VOC menganggap penguasa Palembang terlalu sombong; dan menurut VOC hanya dengan
kekerasan senjatalah kesombongan Palembang dapat dikurangi, sebaliknya
Palembang tidak mudah digertak begitu saja.
Semasa pemerintahan Pangeran Sideng Kenayan yang
didampingi istrinya Ratu Sinuhun di
Palembang dan Gubernur Jendral di Batavia Jacob Specx (1629-1632) telah dibuka
Kantor perwakilan Dagang VOC (Factorij) di Palembang. Kontrak ditanda
tangani tahun 1642, tetapi pelaksanaanya baru pada tahun 1662. Anthonij Boeij
sejak tahun 1655 ditunjuk sebagai wakil pedagang VOC di Palembang dan sementara
tetap tinggal di kapal karena belum punya tempat (loji) di darat. VOC sendiri
telah sejak tahun 1619 ingin mendirikan loji (kantor) dan gudang di
Palembang. Pembangunan loji dari batu mengalami kesulitan karena pada saat yang
sama didirikan bangunan-bangunan antara lain kraton di Beringin Janggut, Masjid
Agung dan lain lainnya. Mula-mula loji didirikan di atas rakit, kemudian
bangunan dari kayu yang letaknya di 10 Ulu sekarang diatas sebuah pulau yang
dikelilingi sungai Musi, sungai Aur, sungai Lumpur serta sambungan dari sungai
Tembok. Bangunan permanen dari batu baru dibuat pada tahun 1742. Tindak-tanduk
mereka ini tidak menyenangkan orang Palembang karena antara lain ia menyita
sebuah jung Cina bermuatan lada.
Kemudian VOC
menggantikannya dengan Cornelis Ockerz (dijuluki — si Kapitein Panjang) yang
tadinya dicadangkan untuk jadi perwakilan di Jambi. Ockerz datang dua kali di
bulan Juni 1658 ke Palembang yang terakhir ia menahan beberapa kapal
diantaranya milik putra mahkota Mataram. Terjadi bentrokan yang kemudian dapat
didamaikan. Pada tanggal 22 Agustus 1658 beberapa bangsawan Palembang (a.l.

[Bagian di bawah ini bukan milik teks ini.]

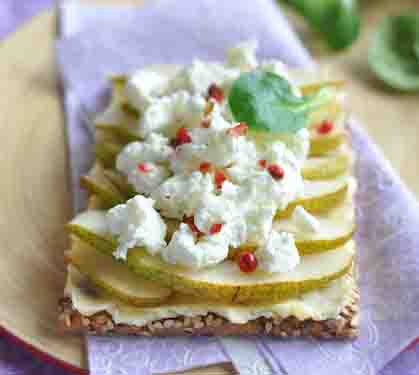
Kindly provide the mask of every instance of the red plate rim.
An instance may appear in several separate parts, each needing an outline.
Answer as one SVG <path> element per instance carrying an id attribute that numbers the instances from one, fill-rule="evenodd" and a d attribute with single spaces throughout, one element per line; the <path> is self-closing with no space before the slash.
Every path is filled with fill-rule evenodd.
<path id="1" fill-rule="evenodd" d="M 17 345 L 23 347 L 23 349 L 25 349 L 26 351 L 28 351 L 29 353 L 33 354 L 35 357 L 37 357 L 38 359 L 45 361 L 45 362 L 49 362 L 52 363 L 58 367 L 61 367 L 67 371 L 72 372 L 73 374 L 77 374 L 77 375 L 88 375 L 89 371 L 86 369 L 83 369 L 81 367 L 77 367 L 75 365 L 72 365 L 69 362 L 66 362 L 60 358 L 54 357 L 53 355 L 40 350 L 39 348 L 35 347 L 34 345 L 24 341 L 23 339 L 21 339 L 20 337 L 16 336 L 14 333 L 12 333 L 11 331 L 9 331 L 7 328 L 0 326 L 0 334 L 8 337 L 11 341 L 13 341 L 14 343 L 16 343 Z"/>

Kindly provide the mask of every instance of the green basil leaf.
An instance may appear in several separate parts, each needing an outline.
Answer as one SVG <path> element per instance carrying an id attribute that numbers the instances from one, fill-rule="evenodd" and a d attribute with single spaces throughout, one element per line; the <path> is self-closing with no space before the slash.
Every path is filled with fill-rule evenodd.
<path id="1" fill-rule="evenodd" d="M 336 50 L 349 47 L 359 36 L 357 0 L 285 0 Z"/>
<path id="2" fill-rule="evenodd" d="M 289 82 L 270 72 L 243 73 L 233 83 L 229 105 L 236 121 L 251 129 L 295 133 L 308 123 L 308 114 L 331 99 L 329 89 L 311 96 L 296 96 Z"/>
<path id="3" fill-rule="evenodd" d="M 368 62 L 387 85 L 419 91 L 419 14 L 386 17 L 373 36 Z"/>

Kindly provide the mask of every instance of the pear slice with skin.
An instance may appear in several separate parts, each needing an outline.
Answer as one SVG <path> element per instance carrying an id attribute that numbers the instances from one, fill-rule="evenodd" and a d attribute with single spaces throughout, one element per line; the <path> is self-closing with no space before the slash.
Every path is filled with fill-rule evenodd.
<path id="1" fill-rule="evenodd" d="M 111 255 L 116 240 L 109 240 L 106 236 L 103 213 L 89 212 L 79 215 L 69 224 L 71 233 L 104 254 Z M 349 241 L 335 250 L 304 256 L 292 271 L 278 274 L 263 271 L 246 274 L 229 260 L 216 267 L 194 271 L 167 264 L 158 256 L 150 256 L 143 248 L 132 248 L 126 264 L 144 278 L 180 293 L 247 304 L 281 301 L 325 287 L 349 272 L 354 253 L 354 243 Z"/>
<path id="2" fill-rule="evenodd" d="M 100 166 L 96 166 L 96 168 L 100 169 Z M 99 178 L 94 177 L 94 175 L 83 177 L 83 186 L 87 188 L 91 195 L 98 195 L 102 198 L 109 208 L 124 203 L 130 197 L 136 195 L 133 189 L 130 191 L 133 195 L 122 193 L 122 191 L 126 193 L 128 189 L 131 189 L 122 175 L 114 175 L 114 178 L 119 179 L 119 184 L 123 185 L 122 189 L 117 189 L 114 184 L 111 184 L 103 172 L 97 175 L 99 175 Z M 303 206 L 313 214 L 327 212 L 345 199 L 350 181 L 351 177 L 347 175 L 341 175 L 330 180 L 304 180 L 304 192 L 301 197 L 292 201 L 286 209 L 278 211 L 276 217 L 289 217 L 298 205 Z"/>
<path id="3" fill-rule="evenodd" d="M 115 160 L 122 150 L 122 145 L 114 142 L 96 142 L 95 156 L 106 168 L 114 168 Z"/>
<path id="4" fill-rule="evenodd" d="M 96 130 L 105 133 L 116 142 L 133 142 L 139 139 L 135 129 L 140 115 L 125 98 L 125 84 L 114 80 L 112 86 L 112 98 L 108 107 L 95 118 Z"/>
<path id="5" fill-rule="evenodd" d="M 330 151 L 336 150 L 346 142 L 348 135 L 345 129 L 345 118 L 340 117 L 333 123 L 333 129 L 326 134 L 319 133 L 318 126 L 320 122 L 316 122 L 310 127 L 310 157 L 323 156 Z"/>
<path id="6" fill-rule="evenodd" d="M 108 169 L 115 168 L 115 160 L 123 146 L 113 142 L 98 142 L 96 157 Z M 353 152 L 345 145 L 322 156 L 309 157 L 302 168 L 307 180 L 335 178 L 349 170 L 354 160 Z M 125 190 L 126 186 L 125 186 Z M 131 189 L 132 190 L 132 189 Z"/>
<path id="7" fill-rule="evenodd" d="M 103 174 L 118 188 L 125 199 L 133 198 L 138 194 L 133 186 L 128 182 L 127 178 L 121 173 L 113 169 L 105 169 Z"/>
<path id="8" fill-rule="evenodd" d="M 275 220 L 273 227 L 277 231 L 292 233 L 295 246 L 300 255 L 316 254 L 343 246 L 351 240 L 355 232 L 355 206 L 353 196 L 355 182 L 350 184 L 344 202 L 336 208 L 315 217 L 319 222 L 319 229 L 315 233 L 303 231 L 292 218 Z M 256 246 L 244 245 L 237 249 L 230 249 L 229 258 L 236 259 L 243 251 L 256 251 Z"/>
<path id="9" fill-rule="evenodd" d="M 347 173 L 354 162 L 353 152 L 342 145 L 323 156 L 308 158 L 302 168 L 302 176 L 306 180 L 333 179 Z"/>
<path id="10" fill-rule="evenodd" d="M 98 164 L 92 168 L 89 175 L 80 177 L 80 186 L 90 195 L 99 196 L 108 208 L 126 201 L 124 195 L 106 178 Z"/>
<path id="11" fill-rule="evenodd" d="M 109 256 L 118 245 L 117 240 L 107 234 L 104 211 L 82 213 L 68 224 L 68 229 Z M 256 271 L 249 275 L 231 261 L 193 271 L 167 264 L 159 257 L 150 256 L 143 248 L 133 248 L 129 251 L 127 265 L 146 279 L 184 294 L 235 303 L 258 303 L 281 301 L 324 287 L 350 270 L 353 256 L 354 243 L 348 241 L 337 249 L 302 257 L 301 263 L 290 272 Z"/>
<path id="12" fill-rule="evenodd" d="M 352 177 L 342 175 L 333 180 L 304 180 L 300 198 L 292 201 L 285 210 L 278 211 L 276 218 L 289 217 L 294 208 L 302 206 L 311 214 L 328 212 L 345 200 Z"/>
<path id="13" fill-rule="evenodd" d="M 171 289 L 144 279 L 124 264 L 81 241 L 73 241 L 66 257 L 94 285 L 130 305 L 158 306 L 172 294 Z"/>

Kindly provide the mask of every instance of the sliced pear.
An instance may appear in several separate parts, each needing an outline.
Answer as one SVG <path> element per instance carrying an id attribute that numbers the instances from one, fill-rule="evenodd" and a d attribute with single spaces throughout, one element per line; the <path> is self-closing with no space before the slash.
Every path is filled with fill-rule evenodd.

Putri Ratu Emas, Tumenggung Bagus Kuning Pangkulu, Pangeran Mangkubumi Nembing
Kapal, Kiai Demang Kecek) naik ke atas kapal yacht Belanda, yang bernama Jacatra
dan de Wachter, dan membunuh Ockerz beserta 42 orang Belanda lainnya
serta menawan 28 orang Belanda. Peristiwa ini disebabkan karena
kecurangan-kecurangan serta kelicikan orang-orang Belanda termasuk Ockerz.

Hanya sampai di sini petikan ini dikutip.